The second friend messaged me via Facebook, saying: “I thought you were away traveling.”I had gone to Ireland in April for a week, and had been posting regularly on Facebook ever since. I have no idea as to where she could have imagined that I had gone.
This sounds bitter and it is, but it is leading to something more important, to the words spoken to me by someone who had truly been so close to me for over a quarter of a century.
I called my former husband on Skype. We had been married for twenty-five years, and during those years he had witnessed many episodes of my depression. As we talked, I was crying and lamenting the lack of contact with my daughter. He listened patiently (he is the prototype of a scientist, easily distracted) and suddenly said: “Yes, but all this was in the past. You have to forget that and move on. You are sick, and it is your responsibility to get better. Take Jim, for example. He runs every day.” “I walk five kilometers and go to the gym every day,” I replied. “Good,” he said. “But no one else can help you. You are the only person who can help yourself.”
My former husband is a well-meaning person. He truly has a heart of gold. But when I hung up, I finally understood. You can be highly educated. You can know and care about a person who has depression. But you still don’t have a clue that this is a disease, and not a matter of willpower.

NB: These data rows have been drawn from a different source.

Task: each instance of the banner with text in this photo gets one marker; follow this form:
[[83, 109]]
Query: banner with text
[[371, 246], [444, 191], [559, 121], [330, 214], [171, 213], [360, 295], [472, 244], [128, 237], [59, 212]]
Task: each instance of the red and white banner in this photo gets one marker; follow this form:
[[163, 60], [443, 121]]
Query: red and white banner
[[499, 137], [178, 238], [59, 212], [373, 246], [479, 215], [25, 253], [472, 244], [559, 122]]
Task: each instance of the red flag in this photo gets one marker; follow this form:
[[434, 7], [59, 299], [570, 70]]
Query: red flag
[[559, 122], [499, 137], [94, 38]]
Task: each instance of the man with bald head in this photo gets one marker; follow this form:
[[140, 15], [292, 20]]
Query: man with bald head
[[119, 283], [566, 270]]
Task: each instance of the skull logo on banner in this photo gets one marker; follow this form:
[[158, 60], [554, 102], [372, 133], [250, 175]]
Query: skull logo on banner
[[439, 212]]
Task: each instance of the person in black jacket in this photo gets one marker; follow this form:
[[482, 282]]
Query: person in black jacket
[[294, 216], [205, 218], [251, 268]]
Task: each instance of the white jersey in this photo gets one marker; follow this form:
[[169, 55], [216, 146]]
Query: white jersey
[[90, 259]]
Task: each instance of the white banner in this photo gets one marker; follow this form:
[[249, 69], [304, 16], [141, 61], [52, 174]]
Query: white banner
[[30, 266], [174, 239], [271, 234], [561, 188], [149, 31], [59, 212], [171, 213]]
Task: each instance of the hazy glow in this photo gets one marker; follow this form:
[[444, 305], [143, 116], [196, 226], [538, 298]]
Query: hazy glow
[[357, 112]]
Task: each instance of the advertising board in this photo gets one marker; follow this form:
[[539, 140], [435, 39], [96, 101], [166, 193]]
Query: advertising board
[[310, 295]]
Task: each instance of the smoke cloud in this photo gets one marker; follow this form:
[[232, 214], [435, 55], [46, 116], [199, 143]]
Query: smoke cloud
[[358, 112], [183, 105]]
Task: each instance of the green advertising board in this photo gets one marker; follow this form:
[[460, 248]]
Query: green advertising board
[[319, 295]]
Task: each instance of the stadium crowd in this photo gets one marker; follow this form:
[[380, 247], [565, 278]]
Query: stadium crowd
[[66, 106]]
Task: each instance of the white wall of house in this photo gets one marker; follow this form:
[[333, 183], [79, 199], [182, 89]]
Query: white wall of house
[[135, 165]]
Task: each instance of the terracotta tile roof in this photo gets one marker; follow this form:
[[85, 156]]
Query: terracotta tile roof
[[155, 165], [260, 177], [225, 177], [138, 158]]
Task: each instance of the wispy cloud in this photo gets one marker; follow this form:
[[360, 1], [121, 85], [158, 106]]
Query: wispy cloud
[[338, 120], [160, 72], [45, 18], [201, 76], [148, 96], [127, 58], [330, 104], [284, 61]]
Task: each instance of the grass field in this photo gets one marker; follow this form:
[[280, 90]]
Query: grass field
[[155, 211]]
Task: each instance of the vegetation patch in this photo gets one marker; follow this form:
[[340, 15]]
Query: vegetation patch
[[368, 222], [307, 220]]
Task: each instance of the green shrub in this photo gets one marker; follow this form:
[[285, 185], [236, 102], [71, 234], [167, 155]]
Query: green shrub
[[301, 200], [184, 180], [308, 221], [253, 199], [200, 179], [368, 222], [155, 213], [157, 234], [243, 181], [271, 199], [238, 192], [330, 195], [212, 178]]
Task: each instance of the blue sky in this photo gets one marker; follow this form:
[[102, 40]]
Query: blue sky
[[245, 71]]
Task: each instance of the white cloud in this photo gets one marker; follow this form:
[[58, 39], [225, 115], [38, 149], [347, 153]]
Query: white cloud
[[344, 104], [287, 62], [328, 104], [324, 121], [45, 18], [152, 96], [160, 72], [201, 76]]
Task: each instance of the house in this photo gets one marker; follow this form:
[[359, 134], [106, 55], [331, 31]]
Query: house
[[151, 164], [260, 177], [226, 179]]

In the pre-Internet era, I read every book on the subject of depression I could find. I have googled endless articles. For years I have been treated by an excellent physician, and take my medication as prescribed. I exercise regularly. I have even done my best with mindfulness, an activity now very much in vogue, taking five courses in Lisbon, spending two separate weeks in and following the regimen of a Buddhist monastery, and spending hundreds of hours of listening to Kabat-Zinn guided mindfulness meditation. It just has not worked. It has not abated my anxiety and it has failed to quiet my mind. Just how much persistence do you have to have to succeed?
So this is the gist of my experience. You would never, ever dream of saying to a friend or acquaintance with a serious illness such as kidney disease or multiple sclerosis: “I empathize. But you know, you’re going to have to do this on your own. Because this is your responsibility and no one else can help you.” This is where our perception of what mental illness is veers wildly away from our conventional approach to serious illnesses: it is a matter of will. The one suffering is essentially intransigent, like a spoiled child, and refuses to get better when it is so simple to get better. But the truth is that mental illness is an illness. That’s why the word “illness” is right there, in its name. Willpower, resolve, and New Age fads are not solutions: if anything, they demonstrate that we are still in the Neolithic age in terms of grasping the nature of mental illness, that last great hurdle, and the last unbreachable taboo, of our time. I suspect it will take us several decades, with the help of advances in medical science during that time, to understand it, accept it, and react accordingly.